Static linking vs dyld3
The following article has two parts. The first part describes improving Allegro iOS app launch time by adopting static linking and sums it up with a speedup analysis. The second part describes how I managed to launch a custom macOS app using not-yet-fully-released dyld3 dynamic linker and also completes with an app launch speedup analysis.
Improving iOS app launch time #
It takes some time to launch a mobile app, especially on a system with limited power of mobile CPU. Apple suggests 400ms as a good launch time. iOS performs zoom animation during the app launch – thus creating an opportunity to perform all CPU-intensive tasks. Ideally the whole launch process on iOS should be completed as soon as the app opening animation ends.
Apple engineers described some techniques to improve launch times in WWDC 2016 - Session 406: Optimizing App Startup Time. This wasn’t enough, so the very next year they announced a brand new dynamic linker in WWDC 2017 - Session 413: App Startup Time: Past, Present, and Future. Looking at the history of dyld, one can see that Apple is constantly trying to make their operating systems faster.
At Allegro we also try to make our apps as fast as possible. Aside from using Swift (Swift performs much better than ObjC in terms of launch time and app speed), we build our iOS apps using static linking.
Static linking #
Allegro iOS app uses a lot of libraries. The app has modular architecture and each module is a separate library. Aside from that, Allegro app uses a lot of 3rd-party libraries, integrated using CocoaPods package manager. All these libraries used to be integrated as frameworks – a standard way of dylibs (dynamic libraries) distribution in Apple ecosystem. 57 nested frameworks is a number large enough to impact app launch time. iOS has a 20 seconds app launch time limit. Any app that hits that limit is instantly killed. Allegro app was often killed on a good old iPad 2, when the device was freshly started and all caches were empty.
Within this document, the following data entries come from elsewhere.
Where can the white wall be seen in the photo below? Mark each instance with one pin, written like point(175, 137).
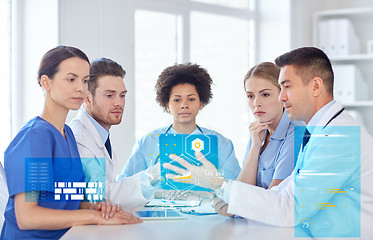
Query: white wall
point(33, 35)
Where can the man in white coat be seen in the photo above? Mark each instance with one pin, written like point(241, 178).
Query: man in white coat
point(330, 192)
point(4, 195)
point(102, 108)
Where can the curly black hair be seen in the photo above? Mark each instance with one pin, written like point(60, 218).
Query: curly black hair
point(183, 73)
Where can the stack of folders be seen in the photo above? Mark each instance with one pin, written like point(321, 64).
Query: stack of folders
point(349, 85)
point(337, 37)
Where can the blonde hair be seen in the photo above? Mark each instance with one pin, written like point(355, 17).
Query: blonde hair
point(265, 70)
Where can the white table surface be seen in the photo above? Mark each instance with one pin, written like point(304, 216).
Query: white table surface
point(211, 227)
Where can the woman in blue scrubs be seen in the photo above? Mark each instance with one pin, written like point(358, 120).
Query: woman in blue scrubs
point(182, 90)
point(44, 155)
point(270, 154)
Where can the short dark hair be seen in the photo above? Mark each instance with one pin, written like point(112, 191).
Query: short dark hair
point(309, 62)
point(103, 67)
point(52, 59)
point(180, 74)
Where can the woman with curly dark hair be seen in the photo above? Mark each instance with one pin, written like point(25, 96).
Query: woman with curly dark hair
point(182, 90)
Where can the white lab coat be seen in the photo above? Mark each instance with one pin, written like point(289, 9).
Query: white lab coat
point(276, 206)
point(126, 191)
point(4, 195)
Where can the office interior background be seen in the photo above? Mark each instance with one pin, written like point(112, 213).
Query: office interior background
point(227, 37)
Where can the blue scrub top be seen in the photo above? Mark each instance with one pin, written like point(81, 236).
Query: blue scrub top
point(146, 150)
point(39, 139)
point(277, 160)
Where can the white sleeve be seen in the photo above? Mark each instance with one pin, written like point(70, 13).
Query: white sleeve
point(274, 206)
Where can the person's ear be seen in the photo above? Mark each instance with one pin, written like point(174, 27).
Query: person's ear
point(317, 85)
point(45, 82)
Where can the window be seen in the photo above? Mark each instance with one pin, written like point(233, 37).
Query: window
point(5, 87)
point(212, 33)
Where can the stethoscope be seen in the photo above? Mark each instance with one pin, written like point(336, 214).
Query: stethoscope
point(168, 129)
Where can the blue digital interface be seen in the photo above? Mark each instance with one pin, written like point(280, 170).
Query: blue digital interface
point(327, 182)
point(185, 145)
point(42, 184)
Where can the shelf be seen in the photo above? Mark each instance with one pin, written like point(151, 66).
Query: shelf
point(345, 12)
point(353, 57)
point(358, 104)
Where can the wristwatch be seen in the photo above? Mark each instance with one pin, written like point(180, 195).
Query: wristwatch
point(219, 192)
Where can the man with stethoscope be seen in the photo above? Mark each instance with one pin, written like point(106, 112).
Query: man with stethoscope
point(346, 209)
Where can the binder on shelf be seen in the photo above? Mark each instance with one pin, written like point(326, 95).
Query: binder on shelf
point(337, 37)
point(349, 85)
point(323, 38)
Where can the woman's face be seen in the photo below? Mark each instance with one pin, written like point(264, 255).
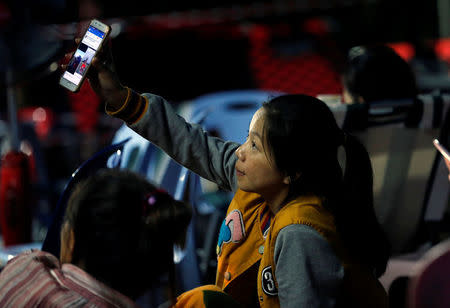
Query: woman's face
point(255, 171)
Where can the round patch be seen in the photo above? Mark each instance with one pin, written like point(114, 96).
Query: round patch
point(268, 283)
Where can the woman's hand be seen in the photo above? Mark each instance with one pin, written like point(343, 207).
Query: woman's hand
point(103, 77)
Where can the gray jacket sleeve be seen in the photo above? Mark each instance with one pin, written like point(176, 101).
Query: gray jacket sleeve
point(307, 271)
point(188, 144)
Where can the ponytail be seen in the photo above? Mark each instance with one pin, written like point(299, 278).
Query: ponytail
point(355, 218)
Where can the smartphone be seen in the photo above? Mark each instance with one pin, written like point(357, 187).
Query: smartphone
point(90, 44)
point(443, 150)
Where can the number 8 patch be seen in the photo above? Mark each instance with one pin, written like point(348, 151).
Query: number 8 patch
point(268, 283)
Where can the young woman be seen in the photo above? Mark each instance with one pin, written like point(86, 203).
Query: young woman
point(117, 239)
point(299, 232)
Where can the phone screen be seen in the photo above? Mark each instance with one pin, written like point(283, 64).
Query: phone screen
point(77, 67)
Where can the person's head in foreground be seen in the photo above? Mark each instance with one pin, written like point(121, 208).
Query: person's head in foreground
point(121, 229)
point(292, 150)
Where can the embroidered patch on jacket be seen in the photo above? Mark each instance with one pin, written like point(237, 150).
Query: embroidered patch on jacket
point(267, 281)
point(232, 230)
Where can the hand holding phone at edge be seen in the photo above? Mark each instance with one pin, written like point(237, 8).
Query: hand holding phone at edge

Dynamic linker performs a lot of disk IO when searching for dependencies. Static linking eliminates the need for all that dylib searching – dependencies and executable become one. We decided to give it a try and to link at least some of our libraries statically into main executable, hence reducing frameworks count.
We wanted to do this gradually, framework by framework. We also wanted to have a possibility to turn the static linking off in case of any unexpected problem.
We decided to use a two-step approach:
- compiling frameworks code to static libraries,
- converting frameworks (dynamic library packages) to resource bundles (resources packages).
Compiling framework code as a static library #
Xcode 9 provides MACH_O_TYPE = staticlib
build setting –
linker produces static
library when the flag is set. As for libraries integrated through CocoaPods, we
had to create a custom script in
Podfile to set this flag
only for selected external libraries during pod install
(that is during
dependencies installation, because CocoaPods creates new project structures for
managed libraries with each reinstallation).
MACH_O_TYPE
does a great job, but we performed static linking even
before Xcode 9 was released. Although Xcode 8 had no support for
static Swift linking, there is a way to perform static linking using
libtool
. In those dark times, we
were just adding custom build phases with
buildstatic script for selected
libraries. This may seem like a hack, but it is really just a hefty
usage of well-documented toolset… and it worked flawlessly.
That way we replaced our dynamic libraries with static libraries, but that was the easier part of the job.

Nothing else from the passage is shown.